Trade Minister Steve Ciobo has dismissed concerns about cultural stereotypes and argued the ad represents value for money, claiming it has been watched by more than 100 million Americans and generated $30 million in free media.
One reason for this is many Americans believed the mock trailer was legitimate, sparking a number of articles speculating about its success.
Mr Ciobo would not say how much it cost to book the prime-time spot — which can sell for up to $US50 million — but said the advertisement was part of a $36 million campaign.
"What matters is the dollar value of the campaign, [which is] $36 million over two years, and we've already got that back in spades," Mr Ciobo said.
It is not known how much the high-profile actors were paid to take part in the 60-second advertisement, although Mr Ciobo said they had agreed to work for their minimum wage.
"It's the ultimate in mate's rates," Tourism Australia's managing director John O'Sullivan said.

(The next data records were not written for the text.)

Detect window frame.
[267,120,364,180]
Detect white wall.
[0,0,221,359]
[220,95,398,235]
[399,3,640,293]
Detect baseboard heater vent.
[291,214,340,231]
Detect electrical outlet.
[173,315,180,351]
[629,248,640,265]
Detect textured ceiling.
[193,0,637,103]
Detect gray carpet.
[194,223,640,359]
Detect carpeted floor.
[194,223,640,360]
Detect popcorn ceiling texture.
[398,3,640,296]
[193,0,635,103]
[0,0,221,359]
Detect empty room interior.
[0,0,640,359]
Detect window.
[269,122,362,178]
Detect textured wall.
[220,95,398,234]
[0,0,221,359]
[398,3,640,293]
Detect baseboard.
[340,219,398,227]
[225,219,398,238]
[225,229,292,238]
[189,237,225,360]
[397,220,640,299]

No fear of a 'where the bloody hell are you' repeat
Australia has a mixed record when it comes to tourism advertisements, including the ill-fated "where the bloody hell are you?" campaign that relied heavily on Australian stereotypes.
But Mr Ciobo said he was not concerned about relying on the Crocodile Dundee brand to sell Australia to the US, saying more than 100 million Americans had already watched the advertisement.

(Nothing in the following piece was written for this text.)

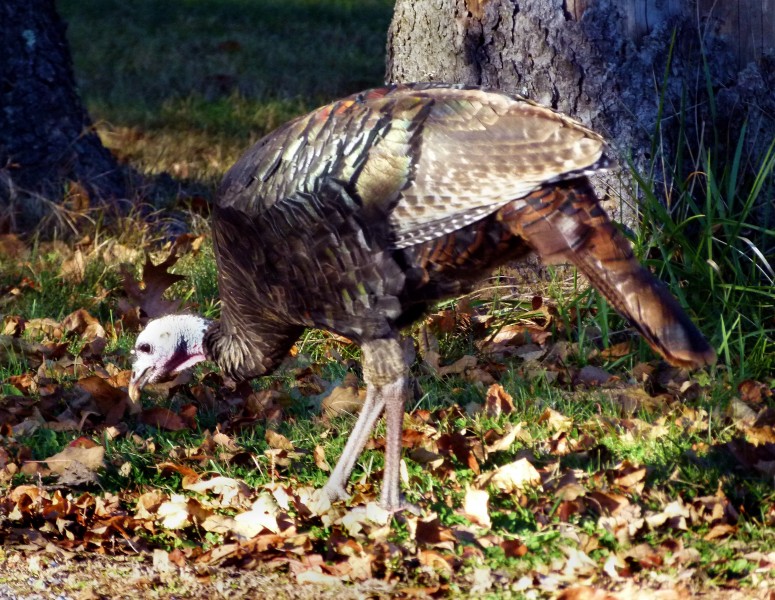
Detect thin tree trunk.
[0,0,126,230]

"What matters in a heavily media-dominated market like America is that you get cut-through," Mr Ciobo said.
"This has been the most talked-about advertisement out of all of the Super Bowl commercials."
Mr O'Sullivan said there was a deliberate strategy to go back to 1980s depictions of Australia.

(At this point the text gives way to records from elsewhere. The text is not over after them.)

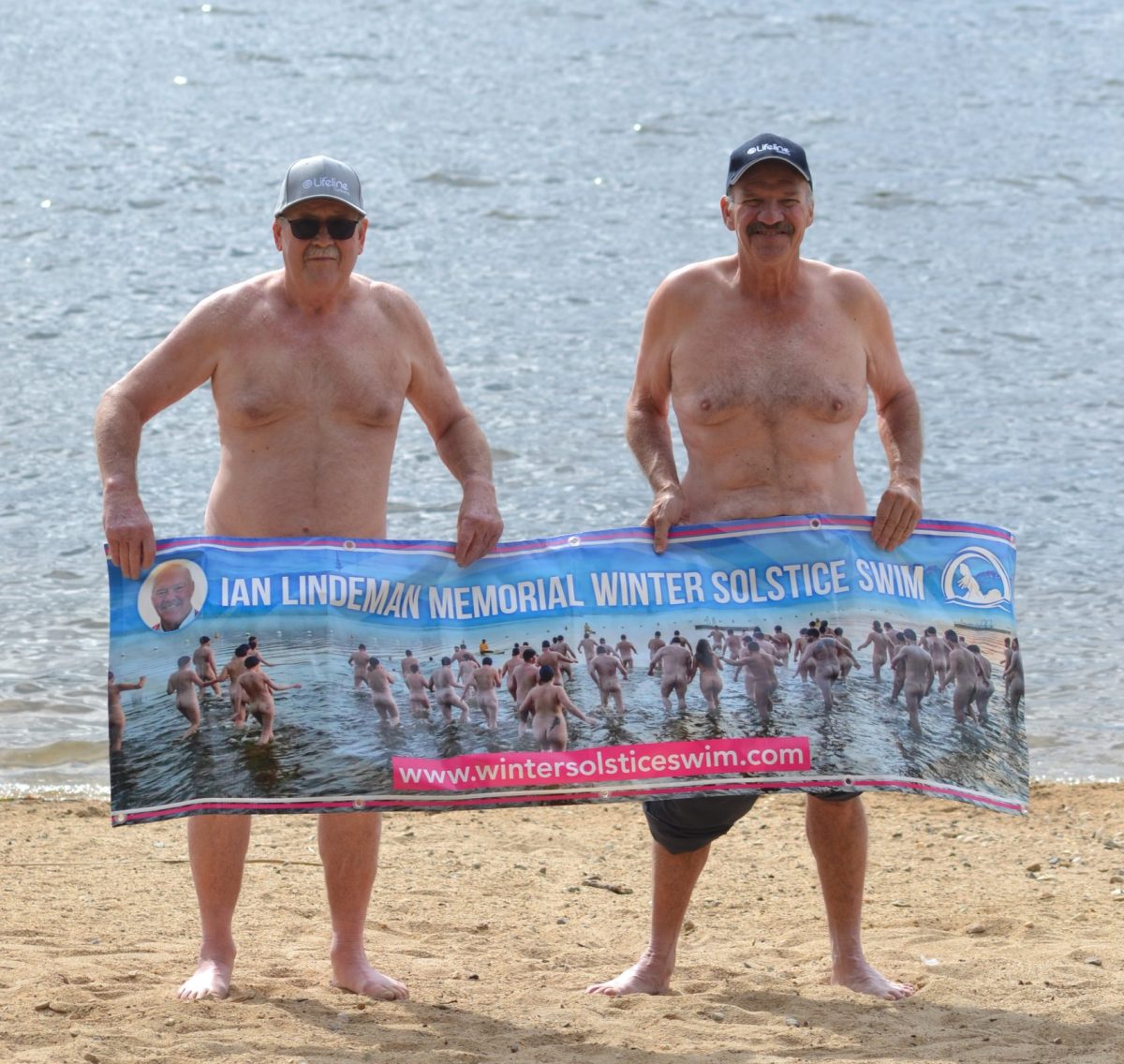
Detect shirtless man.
[1002,640,1027,717]
[922,625,949,693]
[938,628,980,724]
[238,654,300,746]
[894,628,933,735]
[246,636,274,668]
[858,620,890,680]
[792,628,820,683]
[191,636,221,694]
[214,643,249,705]
[518,665,594,753]
[429,658,468,724]
[727,640,777,725]
[797,636,862,710]
[511,646,539,735]
[968,643,995,724]
[398,649,422,680]
[652,636,695,714]
[590,135,922,998]
[168,654,207,739]
[403,662,433,720]
[106,672,147,754]
[348,643,371,691]
[691,640,725,714]
[539,640,566,685]
[363,658,403,728]
[589,643,629,717]
[772,625,791,665]
[499,643,523,705]
[465,655,504,732]
[616,631,636,676]
[96,156,502,1000]
[832,627,850,680]
[552,636,578,680]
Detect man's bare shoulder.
[205,270,283,315]
[653,255,737,300]
[803,259,882,309]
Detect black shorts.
[644,791,862,854]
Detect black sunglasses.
[282,214,362,241]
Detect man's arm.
[849,274,923,551]
[558,688,594,726]
[625,278,689,554]
[398,294,504,565]
[94,292,229,580]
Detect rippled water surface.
[0,0,1124,792]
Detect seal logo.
[940,547,1011,609]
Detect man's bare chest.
[213,332,409,429]
[673,319,866,426]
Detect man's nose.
[758,202,785,226]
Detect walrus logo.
[940,547,1011,609]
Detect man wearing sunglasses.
[95,156,502,1000]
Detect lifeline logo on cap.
[274,155,366,218]
[726,133,811,192]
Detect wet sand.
[0,784,1124,1064]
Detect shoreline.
[0,782,1124,1064]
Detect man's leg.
[585,840,710,998]
[585,794,757,998]
[805,794,915,1001]
[179,816,249,1001]
[318,812,409,1001]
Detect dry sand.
[0,784,1124,1064]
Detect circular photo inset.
[137,558,207,631]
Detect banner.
[109,516,1028,823]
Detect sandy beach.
[0,784,1124,1064]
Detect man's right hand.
[101,491,156,580]
[644,484,688,554]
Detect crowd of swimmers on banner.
[108,636,300,753]
[108,620,1024,752]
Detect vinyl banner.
[109,516,1028,823]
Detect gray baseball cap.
[274,155,366,218]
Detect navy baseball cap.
[274,155,366,218]
[726,133,811,192]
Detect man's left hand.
[870,480,921,551]
[455,484,504,567]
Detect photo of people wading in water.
[111,518,1027,819]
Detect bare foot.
[176,958,234,1001]
[831,961,917,1001]
[332,959,410,1001]
[585,953,671,998]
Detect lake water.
[0,0,1124,794]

"What we're trying to do in this campaign is get back to the 'come say g'day' ads that Paul Hogan did in the mid-1980s," he said.
"Showing the parts of Australia that Americans know, our beautiful scenery, our great food and wine, but also introducing the element of friendly Australians and larrikin humour.
"We know that's what resonates with the American consumer."
Dundee ad 'will bring more Americans to Australia'
Mr O'Sullivan said the Super Bowl advertisement allowed the campaign to hit 50 per cent of its target market in "one fell swoop".
"This franchise was so powerful in selling Australia bank in the 1980s … [it] was exactly what we wanted," he said.
Mr O'Sullivan said the agency had a $15 million partnership with NBC studios to produce the advertisement.
Slightly more than 750,000 Americans visited Australia last year, spending $3.7 billion while they were here.
The Federal Government wants this tourism campaign to increase that spend to $6 billion by 2020.
Mr Ciobo said he was confident the media attention generated by the commercial would encourage more Americans to visit Australia.